~Sampul Coklat
Tahun ajaran baru, selalu mengingatkan saya pada banyak hal. Salah satunya,
adalah sampul coklat. Ya, sampul buku dari kertas tipis berwarna coklat, yang
selalu dipakai untuk sekolah, hingga saat ini. Benda itu, mengajarkan saya
tentang kesederhanaan, dan juga kasih sayang. Benda itu juga menunjukkan kepada
saya, bahwa kemuliaan tak selalu datang dari sesuatu yang serba mahal.
Dulu, saat saya kelas 2 SD, Pak guru meminta setiap anak untuk menyampul semua
buku tugas dengan sampul coklat. "Agar lebih rapih, " begitu kira-kira ucapan
beliau. Saya pun merasa wajib untuk menurutinya, apalagi saya ditunjuk menjadi
ketua kelas saat itu. Dan besok, buku tugas itu harus sudah dikumpulkan,
lengkap dengan sampul coklat.
Namun sayang, saya agaknya tak dapat memenuhi perintah Pak Guru. Saat saya
sampaikan kepada Ibu di rumah, Ibu berkata bahwa ia tak punya cukup uang untuk
membeli sampul coklat. Saat itu, adik saya memang sedang sakit. Dan Ibu baru
saja membeli obat, sehingga tabungan Ibu belum cukup untuk membeli beberapa
lembar sampul. Dduh, saya bingung saat itu. Bimbang, antara takut dengan
perintah Pak Guru, dan kasihan pada Ibu yang tak punya cukup uang.
"Uang Ibu sudah habis, tadi sudah buat beli obat," begitu kira-kira yang
disampaikannya. Dduh, rasanya mau menangis saat itu. Namun, saya beruntung
sekali mempunyai Ibu seperti beliau. Tak kurang akalnya untuk membahagiakan
semua anak-anaknya, walaupun dalam keadaan sesulit apapun.

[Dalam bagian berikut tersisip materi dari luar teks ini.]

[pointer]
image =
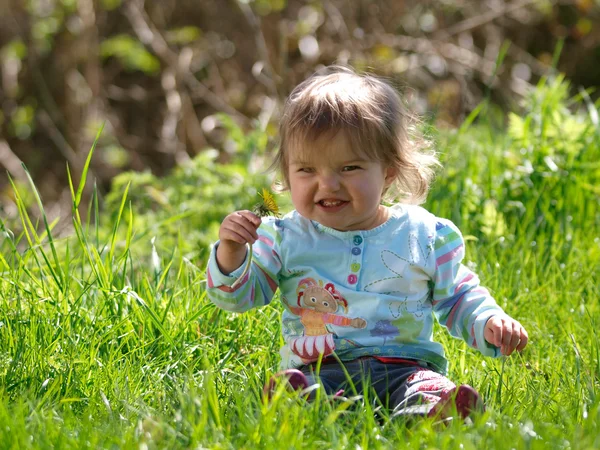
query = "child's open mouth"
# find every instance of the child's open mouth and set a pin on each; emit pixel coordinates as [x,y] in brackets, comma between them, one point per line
[332,205]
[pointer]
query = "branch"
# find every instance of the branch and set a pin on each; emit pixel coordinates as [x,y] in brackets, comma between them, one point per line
[11,162]
[477,21]
[150,36]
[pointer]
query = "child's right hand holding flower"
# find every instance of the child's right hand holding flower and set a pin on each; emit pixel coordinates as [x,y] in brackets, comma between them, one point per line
[237,230]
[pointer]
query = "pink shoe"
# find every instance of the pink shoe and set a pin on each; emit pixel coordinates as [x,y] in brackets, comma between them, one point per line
[296,381]
[464,398]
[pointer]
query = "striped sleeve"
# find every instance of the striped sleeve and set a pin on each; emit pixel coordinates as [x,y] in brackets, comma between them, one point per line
[460,303]
[260,282]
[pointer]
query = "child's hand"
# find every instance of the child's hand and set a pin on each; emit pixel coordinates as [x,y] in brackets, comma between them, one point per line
[506,333]
[237,230]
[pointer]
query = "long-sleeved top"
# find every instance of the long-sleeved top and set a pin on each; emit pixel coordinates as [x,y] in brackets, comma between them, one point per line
[361,293]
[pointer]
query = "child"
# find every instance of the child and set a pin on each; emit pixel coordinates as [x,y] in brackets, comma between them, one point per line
[360,281]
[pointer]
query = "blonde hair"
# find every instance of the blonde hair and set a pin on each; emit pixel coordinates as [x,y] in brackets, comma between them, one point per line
[372,116]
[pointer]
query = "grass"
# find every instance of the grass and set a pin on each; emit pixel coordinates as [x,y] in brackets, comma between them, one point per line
[100,348]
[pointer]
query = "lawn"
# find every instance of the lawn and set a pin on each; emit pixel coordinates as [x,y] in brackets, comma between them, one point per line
[107,339]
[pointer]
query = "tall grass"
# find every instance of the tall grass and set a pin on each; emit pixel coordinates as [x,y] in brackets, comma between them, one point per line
[99,348]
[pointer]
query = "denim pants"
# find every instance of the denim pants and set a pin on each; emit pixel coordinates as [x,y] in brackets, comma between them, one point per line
[402,387]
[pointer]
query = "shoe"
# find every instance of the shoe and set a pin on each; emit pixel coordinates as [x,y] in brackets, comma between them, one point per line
[464,399]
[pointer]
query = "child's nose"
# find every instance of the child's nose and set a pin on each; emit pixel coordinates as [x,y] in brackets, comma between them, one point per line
[329,182]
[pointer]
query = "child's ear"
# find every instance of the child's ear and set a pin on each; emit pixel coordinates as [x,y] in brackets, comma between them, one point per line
[391,173]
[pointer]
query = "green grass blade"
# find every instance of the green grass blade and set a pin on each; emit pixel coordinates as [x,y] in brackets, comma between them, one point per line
[86,168]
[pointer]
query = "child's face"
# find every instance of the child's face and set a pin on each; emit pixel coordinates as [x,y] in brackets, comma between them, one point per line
[333,185]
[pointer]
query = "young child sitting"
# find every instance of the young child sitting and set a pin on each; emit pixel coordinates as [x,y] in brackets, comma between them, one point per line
[360,281]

Saya ingat, saat itu Ibu kemudian mengambil sejumlah kalender bekas yang ada di
ruang belakang. Dipilihnya yang terbaik dan masih bersih. Ia lalu mengunting
beberapa lembar, dan menyusunnya menjadi sebuah sampul buku dengan posisi
terbalik. "Sampul yang ini lebih bagus," katanya. Kemudian, diguntingnya
kembali kalender-kalender bekas itu, dan dirangkainya menjadi susunan sampul.
Dduh, saya ingat kembali masa-masa itu. Saya masih ingat saat Ibu
mengunting-gunting, memotong-motong dan melipat-lipat kalender itu dan
menjadikannya sampul buku. Tangannya tampak berkelok-kelok mengikuti alur
kertas kalender, membentuk garis-garis panjang. Ia selalu ingin memberikan yang
terbaik buat saya. Sambil bercerita macam-macam, Ibu juga tak lupa memberikan
hiasan lipatan di ujung-ujung buku, agar sampul buku buat saya ini lebih manis
dan tak kalah dengan milik anak-anak lainnya.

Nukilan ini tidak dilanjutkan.